+++ This bug was initially created as a clone of Bug #1344758 +++ Description of problem: Customer wanted to test migration of data by adding and removing bricks to simulate moving between different storage. 1. Created a replicated volume made up of 2 x 279GB bricks. 2. Mounted as a gluster mount and then filed up untill approximately 500MB full. 3. Added additional bricks that were smaller, only 244MB. 4. Started removal of one 279GB brick which completed successfully. 5. Checked and there were still files left on the bricks being removed that couldn't be copied as the remaining brick wasn't large enough. Removed brick without error, just a warning that files might be left behind. Version-Release number of selected component (if applicable): Gluster 3.7.5 (RHGS 3.1.2) How reproducible: Easily Steps to Reproduce: See above Actual results: Brick removal completed without error even though all files were not migrated. Expected results: Removal should fail or give more warning/require explicit approval before proceeding. Additional info: --- Additional comment from Nithya Balachandran on 2017-06-22 11:51:40 EDT --- It was decided that we would check the remove-brick status to check if: 1. Any files were skipped/failed 2. Rebalance is still in progress on any node If either is true, the remove-brick commit will inform the user and require explicit confirmation to proceed.

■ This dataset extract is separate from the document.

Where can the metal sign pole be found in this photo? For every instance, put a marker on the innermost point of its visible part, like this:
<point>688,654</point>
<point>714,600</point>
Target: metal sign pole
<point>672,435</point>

REVIEW: https://review.gluster.org/18801 (cli: WIP) posted (#2) for review on master by N Balachandran
Explanation of the approach: In gf_cli_remove_brick: if (cmd == GF_OP_CMD_COMMIT) get the rebalance status Check the rebalance status for failed file migrations or in progress/failed rebalance. If either of these are found, do not commit the operation. Display a warning to the user asking them to retry the remove-brick after fixing the issue or use force to commit the operation anyway. The remove-brick commit and status operations use the 'count' in the dictionary differently. Remove-brick commit requires 'count' to get the brick count. Remove-brick status will increment and update the 'count' causing the rebalance status processing to go wrong So for now, for a remove-brick commit operation, the original 'count' is saved in 'tmp-count' in the dict before sending the status request. If the rebalance status indicates that the commit can go through, the value of 'count' in dict is updated to the value of 'tmp-count' before the commit request is sent.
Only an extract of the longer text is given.